By no means a perfect woman, though endowed with woman’s sweetest virtues; she was inclined to be willful, with a delicious grace that no one could resist. She liked to have her own way, and generally managed it in the end. She delighted rather too much in this will of her own. She owned to herself, with meek, pretty contrition, that she was often inclined to be passionate, that she was impatient of control, too much inclined to speak her mind with a certain freedom that was not always prudent.
Yet the worst of Lady Hermione’s faults was that they compelled you to love her, and even to love them, they were so full of charms. When she was quite a little child Lord Lorriston was accustomed to say that the prettiest sight in all the world was Hermione in a passion.
She was completely spoiled by her father, but, fortunately, Lady Lorriston was gifted with some degree of common sense, and exerted a wholesome control over the pet of the household.
The earl’s son and heir, Clement Dane Lorriston, was at college, and Lady Hermione, having no sister of her own, was warmly attached to Clarice Severn.
There were several other families—the Thrings of Thurston, the Gordons of Leyton, and, as may be imagined, with so many young people, there was no inconsiderable amount of love-making and marriage.
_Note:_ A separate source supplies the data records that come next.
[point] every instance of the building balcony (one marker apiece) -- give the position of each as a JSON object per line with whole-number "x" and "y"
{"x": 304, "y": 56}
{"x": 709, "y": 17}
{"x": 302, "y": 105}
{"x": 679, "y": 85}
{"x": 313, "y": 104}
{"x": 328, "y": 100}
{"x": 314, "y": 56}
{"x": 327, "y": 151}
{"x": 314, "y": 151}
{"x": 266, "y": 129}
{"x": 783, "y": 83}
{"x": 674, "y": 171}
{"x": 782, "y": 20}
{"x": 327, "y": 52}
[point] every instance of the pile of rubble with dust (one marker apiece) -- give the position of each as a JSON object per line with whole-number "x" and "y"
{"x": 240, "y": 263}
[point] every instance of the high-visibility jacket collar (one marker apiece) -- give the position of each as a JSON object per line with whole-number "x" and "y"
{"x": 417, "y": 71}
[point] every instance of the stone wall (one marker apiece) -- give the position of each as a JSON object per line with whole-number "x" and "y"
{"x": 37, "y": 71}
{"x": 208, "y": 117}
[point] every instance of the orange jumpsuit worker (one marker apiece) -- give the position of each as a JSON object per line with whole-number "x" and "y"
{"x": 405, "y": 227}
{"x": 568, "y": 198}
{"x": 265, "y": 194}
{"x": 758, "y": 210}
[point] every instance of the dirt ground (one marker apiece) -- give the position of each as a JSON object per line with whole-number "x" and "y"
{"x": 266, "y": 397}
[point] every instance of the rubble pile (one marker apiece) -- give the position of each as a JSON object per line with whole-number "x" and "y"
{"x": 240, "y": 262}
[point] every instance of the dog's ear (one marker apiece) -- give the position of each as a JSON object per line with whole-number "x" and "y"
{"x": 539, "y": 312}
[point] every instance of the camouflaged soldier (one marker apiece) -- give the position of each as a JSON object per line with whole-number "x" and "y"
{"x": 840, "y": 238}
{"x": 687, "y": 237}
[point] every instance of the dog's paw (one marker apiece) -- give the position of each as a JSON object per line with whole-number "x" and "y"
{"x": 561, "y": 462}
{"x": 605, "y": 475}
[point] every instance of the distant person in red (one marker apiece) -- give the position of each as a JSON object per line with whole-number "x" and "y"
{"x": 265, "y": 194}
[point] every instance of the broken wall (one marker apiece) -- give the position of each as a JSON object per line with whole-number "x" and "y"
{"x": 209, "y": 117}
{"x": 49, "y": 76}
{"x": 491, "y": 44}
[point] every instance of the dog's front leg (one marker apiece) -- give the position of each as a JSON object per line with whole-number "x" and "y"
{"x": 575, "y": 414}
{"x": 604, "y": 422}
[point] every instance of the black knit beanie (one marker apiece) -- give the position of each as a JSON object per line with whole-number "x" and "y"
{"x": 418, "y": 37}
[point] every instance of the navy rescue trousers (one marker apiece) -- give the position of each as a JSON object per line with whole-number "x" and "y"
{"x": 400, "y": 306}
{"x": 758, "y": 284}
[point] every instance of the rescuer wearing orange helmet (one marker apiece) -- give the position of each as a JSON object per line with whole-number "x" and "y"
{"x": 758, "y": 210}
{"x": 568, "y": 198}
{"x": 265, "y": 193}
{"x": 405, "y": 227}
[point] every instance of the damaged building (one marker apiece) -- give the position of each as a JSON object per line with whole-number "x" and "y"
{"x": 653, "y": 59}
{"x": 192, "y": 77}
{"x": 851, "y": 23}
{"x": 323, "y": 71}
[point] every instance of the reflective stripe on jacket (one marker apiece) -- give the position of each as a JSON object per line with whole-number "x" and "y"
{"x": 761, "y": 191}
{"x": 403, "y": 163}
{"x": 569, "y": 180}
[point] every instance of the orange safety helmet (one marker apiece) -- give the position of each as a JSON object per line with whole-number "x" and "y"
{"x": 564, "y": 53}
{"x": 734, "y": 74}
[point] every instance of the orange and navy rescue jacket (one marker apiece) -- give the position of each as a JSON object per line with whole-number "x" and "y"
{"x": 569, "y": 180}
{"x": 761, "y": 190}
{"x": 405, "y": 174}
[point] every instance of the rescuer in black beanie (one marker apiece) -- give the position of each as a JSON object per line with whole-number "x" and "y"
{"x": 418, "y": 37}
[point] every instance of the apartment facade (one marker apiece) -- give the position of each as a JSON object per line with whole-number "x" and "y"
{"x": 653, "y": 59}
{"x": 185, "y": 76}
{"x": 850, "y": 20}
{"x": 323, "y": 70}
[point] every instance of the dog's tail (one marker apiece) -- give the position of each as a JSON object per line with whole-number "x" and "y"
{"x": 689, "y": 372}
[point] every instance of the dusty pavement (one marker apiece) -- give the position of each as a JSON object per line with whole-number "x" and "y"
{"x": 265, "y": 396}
Sir Ronald Alden was, without exception, the most popular man in the neighborhood. The late Lord of Aldenmere had never married; to save himself all trouble he adopted his nephew, Ronald, and brought him up as his heir; so that when his time came to reign he was among those with whom he had lived all his life.
He was very handsome, this young lord of Alden. The Alden faces were all very much the same; they had a certain weary, half-contemptuous look; but when they softened with tenderness or brightened with smiles, they were simply beautiful and irresistible.
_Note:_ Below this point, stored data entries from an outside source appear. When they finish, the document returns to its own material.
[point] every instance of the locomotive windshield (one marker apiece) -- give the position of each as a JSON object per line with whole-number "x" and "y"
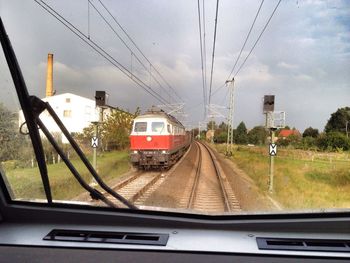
{"x": 157, "y": 126}
{"x": 175, "y": 109}
{"x": 140, "y": 126}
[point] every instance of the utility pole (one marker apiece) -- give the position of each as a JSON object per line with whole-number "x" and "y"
{"x": 199, "y": 130}
{"x": 230, "y": 118}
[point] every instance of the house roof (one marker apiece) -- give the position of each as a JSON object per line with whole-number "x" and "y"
{"x": 286, "y": 133}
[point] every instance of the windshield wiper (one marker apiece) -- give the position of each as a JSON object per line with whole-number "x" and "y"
{"x": 32, "y": 107}
{"x": 23, "y": 98}
{"x": 38, "y": 107}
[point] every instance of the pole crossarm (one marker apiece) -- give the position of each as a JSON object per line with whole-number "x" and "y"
{"x": 229, "y": 142}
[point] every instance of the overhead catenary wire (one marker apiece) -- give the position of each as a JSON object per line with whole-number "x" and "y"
{"x": 246, "y": 58}
{"x": 202, "y": 60}
{"x": 257, "y": 40}
{"x": 204, "y": 52}
{"x": 137, "y": 47}
{"x": 213, "y": 53}
{"x": 246, "y": 39}
{"x": 127, "y": 46}
{"x": 100, "y": 51}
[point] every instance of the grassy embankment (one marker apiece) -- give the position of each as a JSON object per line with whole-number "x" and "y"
{"x": 303, "y": 179}
{"x": 26, "y": 182}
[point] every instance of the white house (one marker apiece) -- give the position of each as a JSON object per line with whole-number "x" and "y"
{"x": 76, "y": 113}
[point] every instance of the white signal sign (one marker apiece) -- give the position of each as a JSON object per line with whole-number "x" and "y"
{"x": 94, "y": 142}
{"x": 273, "y": 149}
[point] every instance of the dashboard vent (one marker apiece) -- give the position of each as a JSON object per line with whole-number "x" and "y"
{"x": 325, "y": 245}
{"x": 107, "y": 237}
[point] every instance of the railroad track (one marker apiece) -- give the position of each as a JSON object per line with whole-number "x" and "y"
{"x": 211, "y": 191}
{"x": 135, "y": 187}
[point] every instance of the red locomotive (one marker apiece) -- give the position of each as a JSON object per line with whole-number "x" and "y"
{"x": 157, "y": 140}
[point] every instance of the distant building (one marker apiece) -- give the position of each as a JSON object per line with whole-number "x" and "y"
{"x": 210, "y": 135}
{"x": 76, "y": 113}
{"x": 283, "y": 134}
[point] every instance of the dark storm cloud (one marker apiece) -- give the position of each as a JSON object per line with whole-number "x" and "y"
{"x": 302, "y": 58}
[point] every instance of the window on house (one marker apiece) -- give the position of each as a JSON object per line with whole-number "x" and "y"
{"x": 67, "y": 113}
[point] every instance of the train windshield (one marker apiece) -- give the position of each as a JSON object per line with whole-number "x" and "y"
{"x": 140, "y": 126}
{"x": 251, "y": 99}
{"x": 157, "y": 126}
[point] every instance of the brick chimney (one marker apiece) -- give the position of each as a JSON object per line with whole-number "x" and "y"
{"x": 49, "y": 77}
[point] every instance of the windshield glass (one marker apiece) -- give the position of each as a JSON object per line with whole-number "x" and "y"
{"x": 157, "y": 126}
{"x": 261, "y": 87}
{"x": 140, "y": 127}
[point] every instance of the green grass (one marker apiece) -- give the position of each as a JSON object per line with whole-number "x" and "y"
{"x": 26, "y": 182}
{"x": 300, "y": 181}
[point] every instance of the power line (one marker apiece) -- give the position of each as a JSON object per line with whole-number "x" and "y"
{"x": 100, "y": 51}
{"x": 213, "y": 54}
{"x": 133, "y": 42}
{"x": 201, "y": 47}
{"x": 246, "y": 39}
{"x": 267, "y": 23}
{"x": 204, "y": 53}
{"x": 126, "y": 45}
{"x": 243, "y": 46}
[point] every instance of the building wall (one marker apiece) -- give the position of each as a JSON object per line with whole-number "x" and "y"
{"x": 75, "y": 112}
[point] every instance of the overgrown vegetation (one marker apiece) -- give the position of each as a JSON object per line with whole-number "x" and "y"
{"x": 26, "y": 182}
{"x": 303, "y": 179}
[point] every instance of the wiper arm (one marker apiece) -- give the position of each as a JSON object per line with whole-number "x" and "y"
{"x": 32, "y": 107}
{"x": 23, "y": 98}
{"x": 39, "y": 106}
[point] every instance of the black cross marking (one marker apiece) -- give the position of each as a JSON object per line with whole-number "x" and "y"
{"x": 273, "y": 149}
{"x": 94, "y": 142}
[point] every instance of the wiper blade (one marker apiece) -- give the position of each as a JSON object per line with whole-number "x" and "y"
{"x": 39, "y": 106}
{"x": 32, "y": 107}
{"x": 23, "y": 97}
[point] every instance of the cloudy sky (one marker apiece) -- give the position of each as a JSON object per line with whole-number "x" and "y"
{"x": 303, "y": 57}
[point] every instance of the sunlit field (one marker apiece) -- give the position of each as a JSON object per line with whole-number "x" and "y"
{"x": 26, "y": 182}
{"x": 303, "y": 179}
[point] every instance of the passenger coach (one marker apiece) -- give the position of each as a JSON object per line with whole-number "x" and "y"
{"x": 157, "y": 140}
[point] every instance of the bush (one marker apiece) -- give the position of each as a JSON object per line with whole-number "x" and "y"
{"x": 333, "y": 141}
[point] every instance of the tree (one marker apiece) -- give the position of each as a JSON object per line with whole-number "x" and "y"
{"x": 223, "y": 126}
{"x": 311, "y": 132}
{"x": 241, "y": 136}
{"x": 333, "y": 141}
{"x": 116, "y": 129}
{"x": 211, "y": 125}
{"x": 337, "y": 121}
{"x": 11, "y": 140}
{"x": 257, "y": 135}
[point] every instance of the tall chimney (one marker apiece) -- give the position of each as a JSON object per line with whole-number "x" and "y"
{"x": 49, "y": 78}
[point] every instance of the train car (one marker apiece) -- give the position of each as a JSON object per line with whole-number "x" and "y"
{"x": 157, "y": 140}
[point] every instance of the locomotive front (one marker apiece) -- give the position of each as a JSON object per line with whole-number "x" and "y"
{"x": 157, "y": 140}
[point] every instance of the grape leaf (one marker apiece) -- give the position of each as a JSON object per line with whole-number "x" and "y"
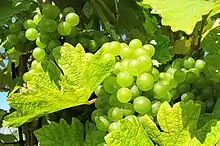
{"x": 163, "y": 49}
{"x": 11, "y": 7}
{"x": 178, "y": 126}
{"x": 63, "y": 134}
{"x": 50, "y": 91}
{"x": 129, "y": 134}
{"x": 180, "y": 15}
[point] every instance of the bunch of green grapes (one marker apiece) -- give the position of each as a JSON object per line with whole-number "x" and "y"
{"x": 136, "y": 87}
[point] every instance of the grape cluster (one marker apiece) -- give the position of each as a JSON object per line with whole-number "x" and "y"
{"x": 137, "y": 87}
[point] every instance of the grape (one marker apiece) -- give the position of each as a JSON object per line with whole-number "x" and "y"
{"x": 150, "y": 49}
{"x": 113, "y": 127}
{"x": 100, "y": 92}
{"x": 110, "y": 85}
{"x": 68, "y": 10}
{"x": 160, "y": 89}
{"x": 115, "y": 114}
{"x": 140, "y": 52}
{"x": 114, "y": 48}
{"x": 189, "y": 63}
{"x": 40, "y": 44}
{"x": 142, "y": 105}
{"x": 135, "y": 67}
{"x": 124, "y": 65}
{"x": 126, "y": 53}
{"x": 31, "y": 34}
{"x": 113, "y": 101}
{"x": 145, "y": 82}
{"x": 135, "y": 91}
{"x": 146, "y": 62}
{"x": 116, "y": 68}
{"x": 124, "y": 95}
{"x": 179, "y": 76}
{"x": 28, "y": 76}
{"x": 124, "y": 79}
{"x": 155, "y": 107}
{"x": 12, "y": 39}
{"x": 38, "y": 54}
{"x": 64, "y": 28}
{"x": 135, "y": 43}
{"x": 72, "y": 19}
{"x": 97, "y": 113}
{"x": 29, "y": 24}
{"x": 50, "y": 11}
{"x": 128, "y": 109}
{"x": 155, "y": 73}
{"x": 200, "y": 64}
{"x": 37, "y": 18}
{"x": 102, "y": 123}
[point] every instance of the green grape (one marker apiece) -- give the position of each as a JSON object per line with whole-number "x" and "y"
{"x": 135, "y": 92}
{"x": 114, "y": 48}
{"x": 100, "y": 92}
{"x": 135, "y": 43}
{"x": 38, "y": 53}
{"x": 160, "y": 89}
{"x": 40, "y": 44}
{"x": 31, "y": 34}
{"x": 126, "y": 53}
{"x": 145, "y": 82}
{"x": 37, "y": 18}
{"x": 135, "y": 67}
{"x": 125, "y": 79}
{"x": 183, "y": 87}
{"x": 115, "y": 114}
{"x": 150, "y": 49}
{"x": 45, "y": 38}
{"x": 179, "y": 76}
{"x": 113, "y": 101}
{"x": 189, "y": 63}
{"x": 155, "y": 107}
{"x": 116, "y": 68}
{"x": 102, "y": 123}
{"x": 101, "y": 103}
{"x": 64, "y": 28}
{"x": 21, "y": 36}
{"x": 97, "y": 113}
{"x": 67, "y": 10}
{"x": 140, "y": 52}
{"x": 142, "y": 105}
{"x": 72, "y": 19}
{"x": 124, "y": 95}
{"x": 12, "y": 39}
{"x": 29, "y": 24}
{"x": 28, "y": 76}
{"x": 190, "y": 77}
{"x": 128, "y": 109}
{"x": 110, "y": 85}
{"x": 53, "y": 44}
{"x": 187, "y": 96}
{"x": 178, "y": 63}
{"x": 124, "y": 65}
{"x": 146, "y": 62}
{"x": 113, "y": 127}
{"x": 200, "y": 64}
{"x": 155, "y": 73}
{"x": 50, "y": 11}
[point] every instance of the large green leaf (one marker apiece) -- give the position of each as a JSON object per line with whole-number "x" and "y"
{"x": 178, "y": 126}
{"x": 129, "y": 134}
{"x": 50, "y": 91}
{"x": 182, "y": 14}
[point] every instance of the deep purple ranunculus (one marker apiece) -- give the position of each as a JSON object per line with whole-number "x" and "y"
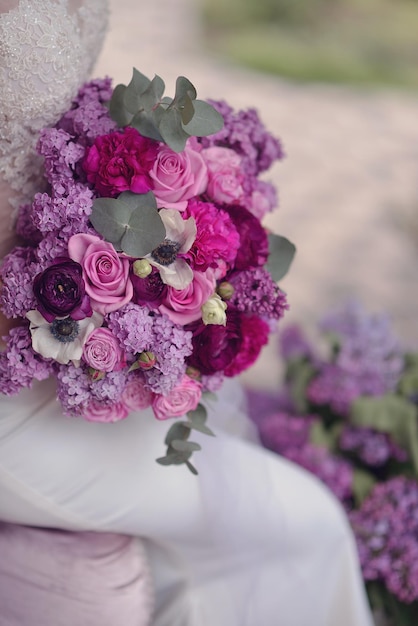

They were of the high-bred, patrician type—the style of face that has come down to us from the cavaliers and crusaders of old. The only way in which Sir Ronald differed from his ancestors was that he had a mouth like one of the old Greek gods—it would of itself have made a woman almost divinely lovely—it made him irresistible. Very seldom does one see anything like it in real life. A smile from it would have melted the coldest heart—a harsh word have pierced the heart of one who loved him.
He had something of the spirit that distinguished the crusaders; he was brave even to recklessness—he never studied danger; he was proud, stubborn, passionate. A family failing of the Aldens was a sudden impulse of anger that often led them to words they repented of.
So that he was by no means perfect, this young lord of Alden; but it is to be imagined that many people liked him all the better for that.